But as Ruby grew into adolescence, Alexander noticed that transgender girls have one specific issue when it comes to fashion: finding bikini bottoms they could confidently wear in public — that can "magically turn a pointy poker into a dainty dune, no tucking required," as the Rubies website explains.
"An item of clothing like Rubies swimwear can be a total game-changer for transgender and gender-creative children," said Jessica Herthel, co-author of children's book "I Am Jazz" with transgender activist Jazz Jennings.
"Being able to do something that most of us take for granted — namely, to go swimming without fear of being stared at or teased, or even targeted — can give a child a feeling of normalcy and belonging," said Herthel.
Alexander, an entrepreneur and veteran of the tech start-up world, developed the swimwear with Ryerson University's tech start-up incubator The DMZ, where he had access to a fashion accelerator and a garment engineer.
"Everything I saw was heavily branded just to trans people and had a quilted pad in the front. They didn't look like normal bikinis," Alexander said. "I wanted to create a garment that looks and feels like a regular bikini and a brand that resonates with kids, not just trans kids."
He interviewed 50-60 different families he found in Facebook groups for parents of transgender children to see what they were looking for in swimwear. "The best businesses are ones that solve real problems," Alexander said. "I knew we had a problem, but I didn't know if everyone else did."

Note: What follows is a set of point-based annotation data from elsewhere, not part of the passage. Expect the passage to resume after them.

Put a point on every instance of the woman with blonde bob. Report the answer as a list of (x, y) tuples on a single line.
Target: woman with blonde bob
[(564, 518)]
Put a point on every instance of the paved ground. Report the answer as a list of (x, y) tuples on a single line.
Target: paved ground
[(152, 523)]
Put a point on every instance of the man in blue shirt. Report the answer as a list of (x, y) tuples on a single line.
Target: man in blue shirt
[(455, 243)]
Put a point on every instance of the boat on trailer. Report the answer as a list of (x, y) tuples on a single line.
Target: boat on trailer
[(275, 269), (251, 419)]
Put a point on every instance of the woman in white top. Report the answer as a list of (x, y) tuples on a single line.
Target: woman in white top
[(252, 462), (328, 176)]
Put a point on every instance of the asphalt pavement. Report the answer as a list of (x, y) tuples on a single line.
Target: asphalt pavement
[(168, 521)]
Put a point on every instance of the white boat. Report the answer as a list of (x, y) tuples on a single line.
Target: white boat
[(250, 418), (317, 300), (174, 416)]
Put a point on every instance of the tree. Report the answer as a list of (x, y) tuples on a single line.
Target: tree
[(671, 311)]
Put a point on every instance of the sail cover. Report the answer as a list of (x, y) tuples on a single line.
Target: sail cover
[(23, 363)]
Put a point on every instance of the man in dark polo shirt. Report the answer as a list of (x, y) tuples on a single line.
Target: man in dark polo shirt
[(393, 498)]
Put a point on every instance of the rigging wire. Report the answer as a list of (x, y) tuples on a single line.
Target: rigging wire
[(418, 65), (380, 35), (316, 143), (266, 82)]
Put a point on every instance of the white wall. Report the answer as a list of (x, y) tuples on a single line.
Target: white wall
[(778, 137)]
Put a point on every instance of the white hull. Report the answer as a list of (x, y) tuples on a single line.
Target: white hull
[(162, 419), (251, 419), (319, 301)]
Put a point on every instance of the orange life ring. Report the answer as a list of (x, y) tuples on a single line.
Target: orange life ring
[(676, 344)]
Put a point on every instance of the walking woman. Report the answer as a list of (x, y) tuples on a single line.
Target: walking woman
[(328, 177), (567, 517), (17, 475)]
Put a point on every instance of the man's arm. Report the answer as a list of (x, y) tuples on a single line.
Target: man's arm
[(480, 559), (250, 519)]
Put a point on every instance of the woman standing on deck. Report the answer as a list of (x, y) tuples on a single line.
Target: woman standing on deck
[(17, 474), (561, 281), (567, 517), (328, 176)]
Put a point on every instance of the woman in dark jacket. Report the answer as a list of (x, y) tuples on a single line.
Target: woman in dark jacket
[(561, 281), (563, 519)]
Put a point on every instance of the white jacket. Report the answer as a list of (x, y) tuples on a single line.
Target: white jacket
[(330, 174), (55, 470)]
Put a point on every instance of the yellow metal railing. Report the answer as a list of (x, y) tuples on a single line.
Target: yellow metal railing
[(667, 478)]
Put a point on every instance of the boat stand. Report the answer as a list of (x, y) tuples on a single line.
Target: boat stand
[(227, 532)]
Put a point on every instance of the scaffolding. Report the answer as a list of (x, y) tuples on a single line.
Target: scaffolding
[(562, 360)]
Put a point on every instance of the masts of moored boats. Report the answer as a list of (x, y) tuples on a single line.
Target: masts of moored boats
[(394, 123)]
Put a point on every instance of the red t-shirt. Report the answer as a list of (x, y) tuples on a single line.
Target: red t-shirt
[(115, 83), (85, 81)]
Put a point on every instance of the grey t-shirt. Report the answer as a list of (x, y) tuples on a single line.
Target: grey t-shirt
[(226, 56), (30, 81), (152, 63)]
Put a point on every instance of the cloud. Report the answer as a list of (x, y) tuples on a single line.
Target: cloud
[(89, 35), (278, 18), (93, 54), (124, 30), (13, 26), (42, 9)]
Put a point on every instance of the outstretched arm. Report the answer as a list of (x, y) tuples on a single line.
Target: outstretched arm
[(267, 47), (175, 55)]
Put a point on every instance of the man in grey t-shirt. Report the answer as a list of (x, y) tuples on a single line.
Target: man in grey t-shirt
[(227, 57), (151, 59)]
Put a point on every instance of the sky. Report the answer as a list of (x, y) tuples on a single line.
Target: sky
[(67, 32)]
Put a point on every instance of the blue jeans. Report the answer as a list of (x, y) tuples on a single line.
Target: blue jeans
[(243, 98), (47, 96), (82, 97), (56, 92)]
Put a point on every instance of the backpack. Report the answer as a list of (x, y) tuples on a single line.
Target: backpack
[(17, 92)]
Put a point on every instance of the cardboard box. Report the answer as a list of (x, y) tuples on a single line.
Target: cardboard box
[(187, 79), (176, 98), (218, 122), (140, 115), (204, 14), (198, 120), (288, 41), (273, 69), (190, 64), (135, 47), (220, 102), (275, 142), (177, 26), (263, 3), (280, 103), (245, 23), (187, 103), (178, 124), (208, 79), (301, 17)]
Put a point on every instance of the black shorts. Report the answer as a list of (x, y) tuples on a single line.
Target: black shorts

His designer made a prototype bikini bottom using spandex on the outside with a mesh liner that is able to gently compress and "pull things in" without causing discomfort. Alexander sent samples to 25 families in North America and Australia in December 2019 to solicit feedback. "The key was, they had to functionally work," he said.
Now, after finding children who have bought the bikini bottoms are wearing them as underwear because they make them feel so much more confident, Alexander is expanding the company to include real underwear made with a cotton fabric.
His goal, he says, is to make the lives of trans children like his own daughter better — and more unremarkable. "I want to focus on the positive stories about these kids and normalize them," Alexander said. "They're just kids. That's how people need to see them."
Herthel said the fact the swimwear line was developed by the father of a trans kid makes Rubies all the more inspiring. "The world needs more dads like Jamie Alexander who don’t just accept their children’s gender, but celebrate it," she said.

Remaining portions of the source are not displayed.